I have a solution in laplace images:
\begin{align} &p_f(x,s) = - \frac{1}{s}\frac{b}{a} \frac{1}{\sqrt{\frac{s}{a}+ \frac{b}{a} \frac{\sqrt{ s}}{1+c\sqrt{s}}}} e^{-x \sqrt{\frac{s}{a}+ \frac{b}{a} \frac{\sqrt{ s}}{1+c\sqrt{s}}}} \label{pressure_frac_sol:laplace2c}\\ &p_r(x,y,s) = - \frac{1}{s}\frac{b}{a} \frac{ e^{-\sqrt{s}y}}{1+c\sqrt{s}} \frac{1}{\sqrt{\frac{s}{a}+ \frac{b}{a} \frac{\sqrt{ s}}{1+c\sqrt{s}}}} e^{-x \sqrt{\frac{s}{a}+ \frac{b}{a} \frac{\sqrt{ s}}{1+c\sqrt{s}}}}. \label{pressure_res_sol:laplacec} \end{align} where is $s$ is Laplace variable on a complex plane (it is used in Laplace transform to get rid of time variable $t$: $L\left[p(x,y,t)\right] =p(x,y,s)= \int_0^{\infty}p(x,y,t) e^{-st}dt$).

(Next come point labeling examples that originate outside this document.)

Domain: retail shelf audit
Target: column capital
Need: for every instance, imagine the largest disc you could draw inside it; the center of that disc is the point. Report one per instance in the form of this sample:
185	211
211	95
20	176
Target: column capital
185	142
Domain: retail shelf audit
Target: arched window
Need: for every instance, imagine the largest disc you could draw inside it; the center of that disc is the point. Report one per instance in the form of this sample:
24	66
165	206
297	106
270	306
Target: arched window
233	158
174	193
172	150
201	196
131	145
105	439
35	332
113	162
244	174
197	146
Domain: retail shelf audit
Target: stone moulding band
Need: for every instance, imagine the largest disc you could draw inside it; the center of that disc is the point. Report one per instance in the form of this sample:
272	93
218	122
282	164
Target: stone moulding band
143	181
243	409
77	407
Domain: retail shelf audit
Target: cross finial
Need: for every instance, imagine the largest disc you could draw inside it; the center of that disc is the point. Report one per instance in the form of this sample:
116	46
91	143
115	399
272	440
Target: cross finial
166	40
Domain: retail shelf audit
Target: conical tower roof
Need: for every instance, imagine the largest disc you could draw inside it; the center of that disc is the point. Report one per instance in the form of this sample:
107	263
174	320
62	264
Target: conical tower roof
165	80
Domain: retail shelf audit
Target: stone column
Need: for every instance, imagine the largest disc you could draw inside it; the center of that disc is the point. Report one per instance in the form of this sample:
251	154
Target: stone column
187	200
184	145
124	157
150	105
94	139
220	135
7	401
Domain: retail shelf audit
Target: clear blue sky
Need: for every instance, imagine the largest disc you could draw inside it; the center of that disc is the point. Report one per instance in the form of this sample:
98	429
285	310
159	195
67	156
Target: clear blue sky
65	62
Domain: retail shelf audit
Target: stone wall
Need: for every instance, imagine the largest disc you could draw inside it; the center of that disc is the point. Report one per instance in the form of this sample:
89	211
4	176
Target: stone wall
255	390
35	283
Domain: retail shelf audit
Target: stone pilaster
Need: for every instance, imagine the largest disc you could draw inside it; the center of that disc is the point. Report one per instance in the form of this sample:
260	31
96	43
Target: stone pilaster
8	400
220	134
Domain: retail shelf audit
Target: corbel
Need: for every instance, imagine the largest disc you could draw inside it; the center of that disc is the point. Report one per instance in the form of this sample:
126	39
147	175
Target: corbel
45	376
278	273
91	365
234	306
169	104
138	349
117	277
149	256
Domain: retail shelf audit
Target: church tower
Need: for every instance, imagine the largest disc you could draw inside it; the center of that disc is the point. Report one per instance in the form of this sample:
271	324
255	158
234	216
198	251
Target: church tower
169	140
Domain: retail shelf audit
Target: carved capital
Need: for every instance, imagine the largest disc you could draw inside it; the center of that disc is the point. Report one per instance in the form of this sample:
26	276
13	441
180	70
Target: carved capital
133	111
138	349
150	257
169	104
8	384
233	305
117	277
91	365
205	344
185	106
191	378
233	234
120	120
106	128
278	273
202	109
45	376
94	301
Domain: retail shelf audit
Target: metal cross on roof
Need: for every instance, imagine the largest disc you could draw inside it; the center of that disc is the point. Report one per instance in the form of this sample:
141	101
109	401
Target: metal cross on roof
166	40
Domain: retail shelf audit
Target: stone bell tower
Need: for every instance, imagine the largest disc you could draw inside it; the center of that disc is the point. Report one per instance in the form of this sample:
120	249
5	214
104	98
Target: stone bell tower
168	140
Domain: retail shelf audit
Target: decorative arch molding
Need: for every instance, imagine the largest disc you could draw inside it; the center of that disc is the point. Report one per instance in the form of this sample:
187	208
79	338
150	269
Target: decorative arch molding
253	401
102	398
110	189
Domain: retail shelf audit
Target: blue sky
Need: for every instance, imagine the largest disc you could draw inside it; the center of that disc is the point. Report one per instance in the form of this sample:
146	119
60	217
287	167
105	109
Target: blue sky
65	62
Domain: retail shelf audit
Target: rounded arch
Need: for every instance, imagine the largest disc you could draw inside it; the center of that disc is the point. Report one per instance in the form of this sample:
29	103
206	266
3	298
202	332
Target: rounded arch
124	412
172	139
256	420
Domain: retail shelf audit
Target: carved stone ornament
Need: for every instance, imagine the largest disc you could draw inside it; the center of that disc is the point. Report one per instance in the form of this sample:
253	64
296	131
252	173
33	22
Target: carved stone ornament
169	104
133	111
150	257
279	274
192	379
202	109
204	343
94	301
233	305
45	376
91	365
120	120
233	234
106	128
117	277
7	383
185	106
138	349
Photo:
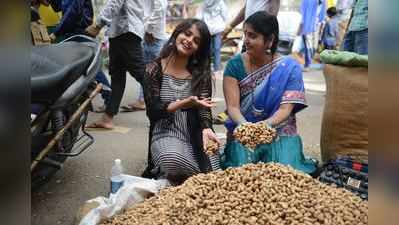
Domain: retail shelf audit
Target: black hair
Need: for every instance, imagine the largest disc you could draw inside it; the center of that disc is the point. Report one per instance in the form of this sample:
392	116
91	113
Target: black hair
331	12
267	25
199	64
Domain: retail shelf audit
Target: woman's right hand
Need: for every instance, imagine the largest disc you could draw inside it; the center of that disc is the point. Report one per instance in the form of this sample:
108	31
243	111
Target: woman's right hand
195	102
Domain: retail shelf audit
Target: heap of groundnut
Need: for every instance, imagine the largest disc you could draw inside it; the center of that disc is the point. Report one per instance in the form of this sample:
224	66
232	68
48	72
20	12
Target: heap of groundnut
252	134
211	148
264	194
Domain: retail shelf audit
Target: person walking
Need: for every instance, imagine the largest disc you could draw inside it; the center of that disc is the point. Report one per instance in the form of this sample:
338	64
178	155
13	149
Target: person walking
154	38
356	37
125	50
252	6
214	13
178	90
76	16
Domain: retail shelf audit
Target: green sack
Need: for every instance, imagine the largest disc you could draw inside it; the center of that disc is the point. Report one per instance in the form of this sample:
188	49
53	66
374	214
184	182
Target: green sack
344	58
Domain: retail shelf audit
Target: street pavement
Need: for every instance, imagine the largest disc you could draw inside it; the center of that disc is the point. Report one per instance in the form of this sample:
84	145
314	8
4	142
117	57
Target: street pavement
87	176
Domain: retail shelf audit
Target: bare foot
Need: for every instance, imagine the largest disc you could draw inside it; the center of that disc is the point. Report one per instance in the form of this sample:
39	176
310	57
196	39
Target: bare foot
138	105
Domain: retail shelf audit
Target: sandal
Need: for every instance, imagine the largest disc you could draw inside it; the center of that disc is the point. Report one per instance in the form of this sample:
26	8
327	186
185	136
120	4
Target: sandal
128	108
98	126
100	109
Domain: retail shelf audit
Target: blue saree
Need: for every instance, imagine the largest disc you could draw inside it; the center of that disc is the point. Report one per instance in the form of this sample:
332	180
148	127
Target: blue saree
261	94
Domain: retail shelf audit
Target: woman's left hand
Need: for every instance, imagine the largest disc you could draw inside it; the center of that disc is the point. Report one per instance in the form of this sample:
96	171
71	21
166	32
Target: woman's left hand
207	135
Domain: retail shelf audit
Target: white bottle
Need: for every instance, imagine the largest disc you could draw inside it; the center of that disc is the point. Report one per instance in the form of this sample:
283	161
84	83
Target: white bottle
116	178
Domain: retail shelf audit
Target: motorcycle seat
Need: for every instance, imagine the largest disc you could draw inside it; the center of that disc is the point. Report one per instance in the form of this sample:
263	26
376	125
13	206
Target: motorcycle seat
55	67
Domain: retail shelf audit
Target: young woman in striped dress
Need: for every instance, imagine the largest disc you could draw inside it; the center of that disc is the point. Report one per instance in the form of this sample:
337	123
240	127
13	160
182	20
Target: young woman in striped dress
178	90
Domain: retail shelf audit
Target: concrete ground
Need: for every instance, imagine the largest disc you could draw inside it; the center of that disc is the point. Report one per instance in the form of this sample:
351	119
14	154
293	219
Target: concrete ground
87	176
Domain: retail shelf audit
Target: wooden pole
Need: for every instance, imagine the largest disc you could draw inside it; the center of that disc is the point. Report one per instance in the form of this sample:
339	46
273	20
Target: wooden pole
60	133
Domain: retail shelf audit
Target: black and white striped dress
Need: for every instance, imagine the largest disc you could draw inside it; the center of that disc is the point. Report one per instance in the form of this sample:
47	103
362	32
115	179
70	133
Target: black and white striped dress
171	148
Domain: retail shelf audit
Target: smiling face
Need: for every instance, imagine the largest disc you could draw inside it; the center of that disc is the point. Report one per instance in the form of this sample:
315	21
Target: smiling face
188	41
255	42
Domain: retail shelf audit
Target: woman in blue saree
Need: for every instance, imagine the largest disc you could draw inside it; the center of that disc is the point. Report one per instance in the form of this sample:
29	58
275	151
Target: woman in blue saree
260	85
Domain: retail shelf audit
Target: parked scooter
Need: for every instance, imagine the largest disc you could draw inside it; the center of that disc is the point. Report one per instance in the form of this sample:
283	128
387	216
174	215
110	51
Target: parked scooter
62	87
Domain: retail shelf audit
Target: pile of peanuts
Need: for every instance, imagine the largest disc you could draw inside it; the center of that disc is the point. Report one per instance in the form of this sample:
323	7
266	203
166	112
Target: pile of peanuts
264	194
252	134
211	148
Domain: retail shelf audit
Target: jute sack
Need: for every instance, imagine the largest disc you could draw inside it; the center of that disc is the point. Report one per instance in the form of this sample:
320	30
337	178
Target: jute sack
344	130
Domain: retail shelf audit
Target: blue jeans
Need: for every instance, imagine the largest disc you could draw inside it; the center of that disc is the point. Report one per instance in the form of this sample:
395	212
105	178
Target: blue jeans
356	41
216	45
307	52
106	91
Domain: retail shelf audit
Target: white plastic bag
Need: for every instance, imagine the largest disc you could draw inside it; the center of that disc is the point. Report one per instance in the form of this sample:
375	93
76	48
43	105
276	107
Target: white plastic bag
133	191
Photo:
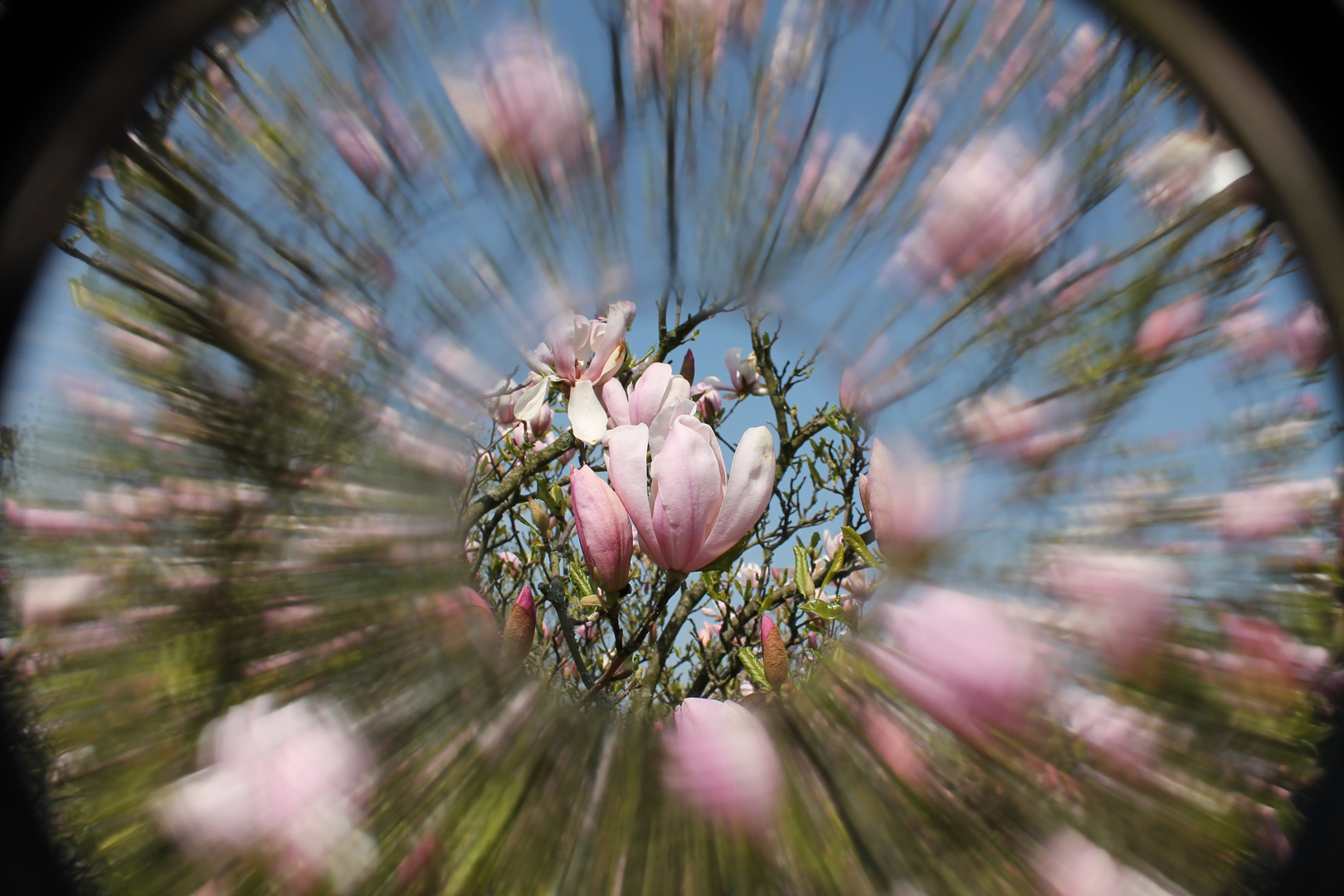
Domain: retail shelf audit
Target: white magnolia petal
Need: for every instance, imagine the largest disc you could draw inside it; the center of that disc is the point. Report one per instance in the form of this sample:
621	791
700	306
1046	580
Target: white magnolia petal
587	419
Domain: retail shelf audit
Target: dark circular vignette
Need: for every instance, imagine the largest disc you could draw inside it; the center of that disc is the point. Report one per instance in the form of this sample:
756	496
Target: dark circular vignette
74	71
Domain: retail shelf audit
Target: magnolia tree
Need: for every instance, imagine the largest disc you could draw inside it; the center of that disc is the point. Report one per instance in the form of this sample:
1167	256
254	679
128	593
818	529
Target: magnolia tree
421	540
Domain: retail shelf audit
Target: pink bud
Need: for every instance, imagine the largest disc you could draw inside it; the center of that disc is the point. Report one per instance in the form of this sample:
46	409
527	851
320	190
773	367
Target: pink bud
1166	327
604	528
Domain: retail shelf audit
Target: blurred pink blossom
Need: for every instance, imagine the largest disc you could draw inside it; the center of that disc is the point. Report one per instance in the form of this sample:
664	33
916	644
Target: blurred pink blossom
910	500
288	783
523	104
1168	325
1081	52
962	661
1307	336
996	204
721	762
1071	865
1264	512
1127	598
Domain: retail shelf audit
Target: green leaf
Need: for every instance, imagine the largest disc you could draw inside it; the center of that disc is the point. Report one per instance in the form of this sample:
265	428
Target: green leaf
835	566
753	666
730	557
802	572
824	609
580	578
855	542
713	590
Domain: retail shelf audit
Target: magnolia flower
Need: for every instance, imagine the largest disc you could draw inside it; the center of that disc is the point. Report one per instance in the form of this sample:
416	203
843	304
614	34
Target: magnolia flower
1264	512
796	42
578	348
1186	169
1273	652
1014	426
996	204
1082	51
1252	336
46	599
1127	598
359	149
1166	327
828	178
1125	737
696	511
523	105
908	499
962	661
285	783
894	746
721	762
655	399
743	373
604	529
1307	336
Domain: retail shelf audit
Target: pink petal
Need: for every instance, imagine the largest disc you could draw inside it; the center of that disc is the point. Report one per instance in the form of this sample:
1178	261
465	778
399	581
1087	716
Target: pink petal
617	403
628	470
647	395
687	494
746	497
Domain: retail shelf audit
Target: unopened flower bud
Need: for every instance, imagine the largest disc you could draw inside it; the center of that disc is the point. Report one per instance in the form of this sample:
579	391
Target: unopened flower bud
689	367
773	655
520	627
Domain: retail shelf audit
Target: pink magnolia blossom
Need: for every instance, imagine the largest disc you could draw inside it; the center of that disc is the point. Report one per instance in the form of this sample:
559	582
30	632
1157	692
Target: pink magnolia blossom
996	204
1015	427
1274	652
743	373
1082	51
1124	737
359	149
696	511
1186	169
1307	336
657	398
828	178
895	747
288	783
1254	514
910	500
578	348
1252	336
796	41
1127	598
604	528
47	599
523	105
1166	327
962	663
721	762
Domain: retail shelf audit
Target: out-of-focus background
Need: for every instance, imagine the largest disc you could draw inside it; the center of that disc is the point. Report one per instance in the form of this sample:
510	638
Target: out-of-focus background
680	446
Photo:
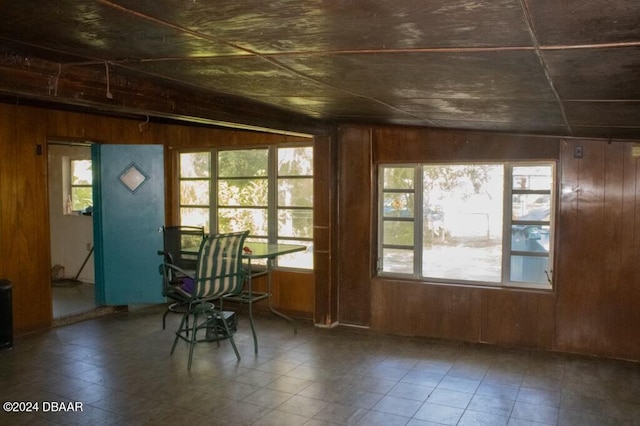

Now I want to go back to the originals - to the time variable $t$. I tried to do this with the help of Mellin transform by the contour $$F(t)={\frac {1}{2\pi i}}\int \limits _{{\gamma-i \infty }}^{{\gamma+i \infty }}e^{{st}}F(s)\,ds. \label{melline_fml}$$
Problem is that following integral diverges: \begin{align} \lim_{|s| \to 0} \int \limits _{DE} p_f (x,y,s) e^{st} ds = -{\frac {1}{2\pi i}}\int \limits _{{\gamma-i \infty }}^{{\gamma+i \infty }}\frac{b}{a} \frac{1}{\sqrt{\frac{s}{a}+ \frac{b}{a} \frac{\sqrt{ s}}{1+c\sqrt{s}}}} e^{st-x \sqrt{\frac{s}{a}+ \frac{b}{a} \frac{\sqrt{ s}}{1+c\sqrt{s}}}} \,\frac{ds}{s} =\nonumber \\ = -\lim_{\epsilon \to 0} {\frac {1}{2\pi i}}\int \limits _{- \pi}^{\pi} \frac{b}{a} \frac{1}{\sqrt{\frac{\epsilon e^{i \phi}}{a}+ \frac{b}{a} \frac{\sqrt{\epsilon} e^{i \frac{\phi}{2}}}{1+c\sqrt{\epsilon} e^{i \frac{\phi}{2}}}}} e^{\epsilon e^{i \phi}t-x \sqrt{\frac{\epsilon e^{i \phi}}{a}+ \frac{b}{a} \frac{\sqrt{\epsilon} e^{i \frac{\phi}{2}}}{1+c\sqrt{\epsilon} e^{i \frac{\phi}{2}}}}} \,i d{\phi} = -\infty \end{align}
Maybe someone can tell me how to switch from images to originals in this particular case - for $p_f, p_r$?